(15) Running time: 76 minutes
Director: Fernando Barreda Luna
Writer: Fernando Barreda Luna
Starring: Cristian Valencia, Clara Moraleda, Chus Pereiro
Reviewed by: Matt Wavish, official HCF critic
I remember raving about this Spanish found footage horror some time ago now. The first trailer showed tons of promise, and the early word from the film festivals was that this was one Hell of a shocker and one of the best the genre had to offer. Now, finally released on DVD & Bluray, does Atrocious live up to all the hype? In a way, yes it does, but to be perfectly honest with you, there are much better found footage horrors out there. Having said that, Atrocious does offer up many moments of pure, adrenalin pumped fear and delivers enough shocks (eventually) to give even the most casual horror fan a sudden jolt.
The story is kept to a bare minimum, as is the setting and build up. We briefly meet the Quintanilla family, Father Jose (Sergi Martin), Mother Debora (Pereiro), children Cristian (Valencia), July (Moraleda) and youngest of the family Carlos (Jose Masegosa) as they all head off to a large mansion in the country for the Easter Holidays. Cristian and July both have video camera’s and decide to film their holiday, although they quickly get bored as there is very little to do. Learning of an urban legend about a girl called Melinda who haunts the Garraf woods surrounding the house, the story is the girl went missing in 1940. Supposedly if you get lost in those woods at night she appears, some say she shows you the way out, others say different, while others again mention of a noise they would rather not hear ever again. The woods are strictly forbidden to enter, and even the Father’s friend who visits the house confirms this by telling how his parents made him swear never to enter them. The set up is well written, intriguing and a little unsettling when you hear the tales told. The actor’s do their best to be realistic in their desperation to film something, and so the stage is set for both Cristian and July to sneak into the woods during the day and explore.
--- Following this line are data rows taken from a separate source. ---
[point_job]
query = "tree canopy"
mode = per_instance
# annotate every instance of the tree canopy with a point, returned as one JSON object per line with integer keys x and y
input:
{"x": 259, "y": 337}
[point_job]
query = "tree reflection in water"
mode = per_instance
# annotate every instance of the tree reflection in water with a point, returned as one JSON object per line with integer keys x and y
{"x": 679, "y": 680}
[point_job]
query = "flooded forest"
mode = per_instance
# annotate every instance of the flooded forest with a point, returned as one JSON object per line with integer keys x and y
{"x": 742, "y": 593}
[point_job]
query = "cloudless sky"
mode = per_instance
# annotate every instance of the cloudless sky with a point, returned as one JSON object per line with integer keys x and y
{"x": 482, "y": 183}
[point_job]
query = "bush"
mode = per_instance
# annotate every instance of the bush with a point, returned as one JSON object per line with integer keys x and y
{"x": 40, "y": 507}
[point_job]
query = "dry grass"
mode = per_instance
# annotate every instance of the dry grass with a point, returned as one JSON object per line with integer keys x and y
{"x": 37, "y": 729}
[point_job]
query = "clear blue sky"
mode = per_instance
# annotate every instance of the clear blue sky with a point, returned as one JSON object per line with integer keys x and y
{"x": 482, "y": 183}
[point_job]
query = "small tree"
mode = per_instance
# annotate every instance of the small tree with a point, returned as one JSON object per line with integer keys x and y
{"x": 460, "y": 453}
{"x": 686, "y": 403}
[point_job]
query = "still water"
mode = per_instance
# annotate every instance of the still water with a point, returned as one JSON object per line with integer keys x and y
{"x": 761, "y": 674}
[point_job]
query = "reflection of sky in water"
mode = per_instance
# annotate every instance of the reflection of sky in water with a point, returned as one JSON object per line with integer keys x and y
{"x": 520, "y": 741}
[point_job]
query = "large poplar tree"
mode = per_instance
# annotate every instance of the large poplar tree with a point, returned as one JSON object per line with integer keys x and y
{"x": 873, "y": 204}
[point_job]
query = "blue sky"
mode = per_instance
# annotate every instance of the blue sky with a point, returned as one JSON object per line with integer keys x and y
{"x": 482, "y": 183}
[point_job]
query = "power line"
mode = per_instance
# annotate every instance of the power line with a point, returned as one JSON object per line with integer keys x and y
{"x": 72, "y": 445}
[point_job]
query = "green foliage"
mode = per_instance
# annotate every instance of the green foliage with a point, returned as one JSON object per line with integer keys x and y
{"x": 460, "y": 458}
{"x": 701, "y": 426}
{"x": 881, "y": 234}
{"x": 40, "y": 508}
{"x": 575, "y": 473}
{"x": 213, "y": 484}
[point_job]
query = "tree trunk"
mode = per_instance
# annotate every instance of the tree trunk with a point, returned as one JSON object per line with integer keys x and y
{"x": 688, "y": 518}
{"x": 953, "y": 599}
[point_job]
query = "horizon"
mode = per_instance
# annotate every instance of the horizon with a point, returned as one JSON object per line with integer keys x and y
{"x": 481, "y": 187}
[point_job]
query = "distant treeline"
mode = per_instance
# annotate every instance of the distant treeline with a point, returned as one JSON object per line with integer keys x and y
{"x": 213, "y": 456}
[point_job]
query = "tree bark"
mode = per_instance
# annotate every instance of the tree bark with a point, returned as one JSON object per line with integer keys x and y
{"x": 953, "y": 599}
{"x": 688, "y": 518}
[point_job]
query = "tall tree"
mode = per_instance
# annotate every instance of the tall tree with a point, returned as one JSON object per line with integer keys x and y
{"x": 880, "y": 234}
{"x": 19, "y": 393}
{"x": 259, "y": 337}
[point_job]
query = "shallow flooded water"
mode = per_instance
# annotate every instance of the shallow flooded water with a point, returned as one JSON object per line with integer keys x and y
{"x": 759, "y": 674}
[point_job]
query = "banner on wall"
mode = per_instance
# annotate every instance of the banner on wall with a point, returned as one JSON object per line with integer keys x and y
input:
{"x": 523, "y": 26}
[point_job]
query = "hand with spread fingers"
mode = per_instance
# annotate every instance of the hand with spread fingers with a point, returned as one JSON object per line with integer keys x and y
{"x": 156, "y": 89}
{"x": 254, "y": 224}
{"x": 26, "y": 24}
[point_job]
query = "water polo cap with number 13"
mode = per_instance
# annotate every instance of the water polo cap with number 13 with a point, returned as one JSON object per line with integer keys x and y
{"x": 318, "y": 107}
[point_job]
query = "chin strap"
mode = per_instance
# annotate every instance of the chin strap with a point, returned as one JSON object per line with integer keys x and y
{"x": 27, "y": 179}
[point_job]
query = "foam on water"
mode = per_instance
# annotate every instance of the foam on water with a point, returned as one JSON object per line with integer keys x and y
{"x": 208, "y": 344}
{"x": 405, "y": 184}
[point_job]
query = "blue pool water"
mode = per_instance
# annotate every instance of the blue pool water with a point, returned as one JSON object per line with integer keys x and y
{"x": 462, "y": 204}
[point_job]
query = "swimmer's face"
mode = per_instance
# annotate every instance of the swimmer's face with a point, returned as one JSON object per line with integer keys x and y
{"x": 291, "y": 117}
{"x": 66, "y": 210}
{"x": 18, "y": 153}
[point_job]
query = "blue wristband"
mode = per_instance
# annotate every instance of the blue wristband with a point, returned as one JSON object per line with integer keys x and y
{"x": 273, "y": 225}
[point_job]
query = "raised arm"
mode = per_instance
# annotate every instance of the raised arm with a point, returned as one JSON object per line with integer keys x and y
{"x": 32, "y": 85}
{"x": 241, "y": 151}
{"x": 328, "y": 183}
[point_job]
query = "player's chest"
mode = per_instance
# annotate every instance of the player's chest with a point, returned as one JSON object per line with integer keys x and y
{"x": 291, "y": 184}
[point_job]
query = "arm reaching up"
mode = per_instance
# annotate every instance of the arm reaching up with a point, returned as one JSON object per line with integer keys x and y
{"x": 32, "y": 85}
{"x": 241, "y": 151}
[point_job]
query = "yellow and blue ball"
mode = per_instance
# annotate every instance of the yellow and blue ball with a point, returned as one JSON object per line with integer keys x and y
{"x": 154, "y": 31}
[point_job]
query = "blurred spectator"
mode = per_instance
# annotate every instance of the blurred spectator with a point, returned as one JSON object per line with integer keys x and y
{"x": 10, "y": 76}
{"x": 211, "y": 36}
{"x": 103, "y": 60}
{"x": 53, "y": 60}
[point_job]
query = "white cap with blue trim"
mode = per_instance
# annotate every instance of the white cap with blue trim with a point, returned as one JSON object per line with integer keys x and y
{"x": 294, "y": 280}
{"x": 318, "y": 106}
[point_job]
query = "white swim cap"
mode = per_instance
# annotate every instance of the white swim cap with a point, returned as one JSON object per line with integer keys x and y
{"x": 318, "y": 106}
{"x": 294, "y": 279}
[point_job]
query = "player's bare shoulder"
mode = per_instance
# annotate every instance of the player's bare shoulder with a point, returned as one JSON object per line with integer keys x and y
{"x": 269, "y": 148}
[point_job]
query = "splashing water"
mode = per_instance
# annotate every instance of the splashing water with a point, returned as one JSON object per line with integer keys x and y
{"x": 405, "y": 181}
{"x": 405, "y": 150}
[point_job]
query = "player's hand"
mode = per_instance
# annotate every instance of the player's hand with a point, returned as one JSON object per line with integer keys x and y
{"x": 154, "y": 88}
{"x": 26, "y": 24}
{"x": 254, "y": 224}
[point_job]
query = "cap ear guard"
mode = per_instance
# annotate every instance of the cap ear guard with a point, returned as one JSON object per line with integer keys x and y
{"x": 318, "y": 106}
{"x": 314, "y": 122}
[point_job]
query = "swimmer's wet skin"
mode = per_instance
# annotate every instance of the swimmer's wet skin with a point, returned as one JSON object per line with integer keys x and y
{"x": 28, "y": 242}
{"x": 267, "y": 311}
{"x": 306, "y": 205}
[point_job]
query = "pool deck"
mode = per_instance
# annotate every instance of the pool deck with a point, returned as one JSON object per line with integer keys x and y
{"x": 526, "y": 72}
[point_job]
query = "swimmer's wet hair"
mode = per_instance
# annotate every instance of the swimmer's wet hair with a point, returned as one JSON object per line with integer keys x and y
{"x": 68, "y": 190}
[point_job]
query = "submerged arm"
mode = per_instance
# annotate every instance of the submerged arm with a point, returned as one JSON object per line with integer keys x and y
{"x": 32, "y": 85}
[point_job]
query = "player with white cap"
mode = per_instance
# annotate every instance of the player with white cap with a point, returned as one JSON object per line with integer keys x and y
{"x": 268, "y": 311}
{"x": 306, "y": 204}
What we see is footage they filmed, which was found by the police after the entire family were found massacred. The big question is what went on in those woods, and what killed them. Was it Melinda’s ghost? You will have to watch Atrocious to find out, but the answers do come, even if they are a little unexpected. The films build up is short and sweet, and rarely wastes any time, and once we get into the maze of trees and bushes, cleverly planted to confuse those who enter, the film shifts up a gear. Even by daylight the woods, or maze as I prefer to call it, looks a little creepy. Cristian decides to mark points after getting lost on the first visit, and when the family dog begins barking at something in the woods at night, Cristian sets up a camera to film the spooky gate which leads into the Garraf woods to try and capture something. The film gets set to shift up a gear again now that we suddenly start entering full on creepy territory, and the final half hour of the film is a relentless assault on the senses as we finally enter the woods at night…
What makes the Garraf woods so incredibly unsettling by night is the fact you have become very familiar with them after so many visits by day, and this is where the film really works. The setting of both the house and the woods are superb, and the handheld camera only emphasises the almost spiritual feel to it all. The actors do their best, but there is a little too much shouting going on, and many occasion see’s the camera placed on the floor, but in a perfect position to capture what is happening and it loses it natural believability because of this. That said, there are a number of full on creepy moments on offer here, one being the dog going missing, others being blood tracks found in the leaves and some banging noises going on in the house. A creepy basement in the house itself is not nearly used to its full advantage, and when it is used it works, but is not nearly used enough. There are a number of bizarre decisions by the cast running in fear, like locking July in a cupboard rather than sticking together, and running into the woods in a blind panic, but not forgetting to take the time to find the camera (although, had they not we wouldn’t have had a film!) The ending is a twist totally unnecessary and while it does have impact, kind of ruins what came before it. The ending is also presented in a truly irritating fashion, with a number of scenes repeated by having the film rewind itself, which is a nice gimmick, but daft. This rewinding gimmick also starts the film, and on reflection, is an incredibly annoying idea which would have been much better being left out of the film completely.
However, for all its flaws and mistakes, Atrocious does offer up one of the most frightening and relentlessly disturbing twenty minutes in a horror you will see all year as we enter the woods at night. Suddenly, with the jittery and shaking camera, your mind plays tricks on you as you start to see things which may or may not be there. It’s a wonderful twenty minutes which had my dear wife, yet again, cowering behind her hands like a baby asking ‘whats happening’. Oh the joys of saying its all over when you know its not, and she removes her hands just in time for the next scare! The film worked for her, and it also worked for me, but having seen so many of this type of film, it needs something really, truly special to get that wow factor, and sadly Atrocious just doesn’t quite get it. It’s a good, reliable horror but nothing more. It will scare the pants off you in places, and on the basis of this, I believe we have a director here who will go on to much bigger and better things. Atrocious is definitely worth your time, give it a go and I doubt you will be disappointed, but for me, it was just missing that extra special something.